Hooks receive fixed parameters (actor, name, data), but often need context about the current request (which client is calling, session info, etc.). ActingWeb provides a runtime context system to solve this:

from actingweb.runtime_context import RuntimeContext, get_client_info_from_context

@app.action_hook("search")
def handle_search(actor, action_name, data):
    # Get client information for customization
    client_info = get_client_info_from_context(actor)
    if client_info:
        client_type = client_info["type"]  # "mcp", "oauth2", "web"
        client_name = client_info["name"]  # "Claude", "ChatGPT", etc.
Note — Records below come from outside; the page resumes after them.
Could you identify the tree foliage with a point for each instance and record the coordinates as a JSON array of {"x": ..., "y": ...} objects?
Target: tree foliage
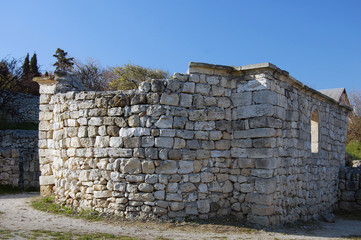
[
  {"x": 30, "y": 69},
  {"x": 93, "y": 75},
  {"x": 354, "y": 123},
  {"x": 10, "y": 75},
  {"x": 63, "y": 63},
  {"x": 129, "y": 76}
]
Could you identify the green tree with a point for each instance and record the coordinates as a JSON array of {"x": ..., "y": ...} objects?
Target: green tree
[
  {"x": 10, "y": 75},
  {"x": 63, "y": 63},
  {"x": 93, "y": 75},
  {"x": 26, "y": 68},
  {"x": 129, "y": 76},
  {"x": 30, "y": 69},
  {"x": 34, "y": 68}
]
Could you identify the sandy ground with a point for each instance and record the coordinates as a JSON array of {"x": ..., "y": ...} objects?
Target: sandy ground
[{"x": 16, "y": 214}]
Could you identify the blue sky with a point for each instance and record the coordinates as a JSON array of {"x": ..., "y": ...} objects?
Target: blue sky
[{"x": 318, "y": 42}]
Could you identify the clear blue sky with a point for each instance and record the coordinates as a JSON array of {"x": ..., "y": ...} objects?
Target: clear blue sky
[{"x": 318, "y": 42}]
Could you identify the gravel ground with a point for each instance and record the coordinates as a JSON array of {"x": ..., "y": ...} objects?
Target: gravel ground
[{"x": 17, "y": 216}]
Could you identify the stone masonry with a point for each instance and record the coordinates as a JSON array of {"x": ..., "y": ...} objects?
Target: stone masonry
[
  {"x": 216, "y": 141},
  {"x": 350, "y": 187},
  {"x": 19, "y": 162}
]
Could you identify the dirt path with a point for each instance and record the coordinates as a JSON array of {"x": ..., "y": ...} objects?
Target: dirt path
[{"x": 16, "y": 214}]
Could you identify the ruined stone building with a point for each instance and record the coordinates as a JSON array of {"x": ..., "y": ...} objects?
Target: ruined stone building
[{"x": 248, "y": 141}]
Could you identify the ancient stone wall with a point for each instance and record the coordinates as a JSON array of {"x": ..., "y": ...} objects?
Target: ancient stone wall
[
  {"x": 27, "y": 109},
  {"x": 216, "y": 141},
  {"x": 350, "y": 187},
  {"x": 19, "y": 163}
]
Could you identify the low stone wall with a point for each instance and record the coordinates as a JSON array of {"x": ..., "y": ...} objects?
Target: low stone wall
[
  {"x": 19, "y": 162},
  {"x": 350, "y": 187},
  {"x": 27, "y": 107},
  {"x": 216, "y": 141}
]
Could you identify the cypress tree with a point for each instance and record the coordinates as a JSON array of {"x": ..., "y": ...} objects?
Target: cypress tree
[
  {"x": 63, "y": 63},
  {"x": 26, "y": 68},
  {"x": 34, "y": 69}
]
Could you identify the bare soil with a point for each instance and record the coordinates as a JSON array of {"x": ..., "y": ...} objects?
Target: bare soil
[{"x": 16, "y": 214}]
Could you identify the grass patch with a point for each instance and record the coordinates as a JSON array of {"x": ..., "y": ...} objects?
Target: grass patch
[
  {"x": 47, "y": 204},
  {"x": 354, "y": 149},
  {"x": 44, "y": 234},
  {"x": 8, "y": 189},
  {"x": 21, "y": 125}
]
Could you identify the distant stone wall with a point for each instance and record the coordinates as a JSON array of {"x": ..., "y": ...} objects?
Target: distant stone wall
[
  {"x": 216, "y": 141},
  {"x": 350, "y": 187},
  {"x": 19, "y": 162},
  {"x": 27, "y": 107}
]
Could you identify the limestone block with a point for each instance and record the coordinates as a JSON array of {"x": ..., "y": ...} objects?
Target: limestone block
[
  {"x": 47, "y": 180},
  {"x": 262, "y": 210},
  {"x": 215, "y": 114},
  {"x": 253, "y": 85},
  {"x": 266, "y": 186},
  {"x": 177, "y": 206},
  {"x": 159, "y": 211},
  {"x": 261, "y": 220},
  {"x": 255, "y": 133},
  {"x": 145, "y": 187},
  {"x": 203, "y": 206},
  {"x": 186, "y": 100},
  {"x": 147, "y": 141},
  {"x": 221, "y": 154},
  {"x": 102, "y": 194},
  {"x": 258, "y": 198},
  {"x": 348, "y": 196},
  {"x": 116, "y": 142},
  {"x": 185, "y": 167},
  {"x": 172, "y": 187},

        # Customize response based on client
        if client_type == "mcp" and "claude" in client_name.lower():
            # Use Claude-optimized formatting
            return format_for_claude(results)

Context Types

  • MCP Context: Set during MCP client authentication, contains trust relationship with client metadata

  • OAuth2 Context: Set during OAuth2 authentication, contains client ID, user email, scopes

  • Web Context: Set during web requests, contains session ID, user agent, IP address

@app.action_hook("custom_action")
def custom_action(actor, action_name, data):
    runtime_context = RuntimeContext(actor)

    if runtime_context.get_request_type() == "mcp":
        mcp_context = runtime_context.get_mcp_context()
        trust_relationship = mcp_context.trust_relationship
        # Access client_name, client_version, etc.

    elif runtime_context.get_request_type() == "oauth2":
        oauth2_context = runtime_context.get_oauth2_context()
        # Access client_id, user_email, scopes

    elif runtime_context.get_request_type() == "web":
        web_context = runtime_context.get_web_context()
        # Access session_id, user_agent, ip_address

The runtime context is request-scoped and automatically managed by the framework.

Permissions

Permission checks are integrated transparently with hooks. See ActingWeb Access Control (Simple Guide) for the simple guide and ActingWeb Unified Access Control System for full details.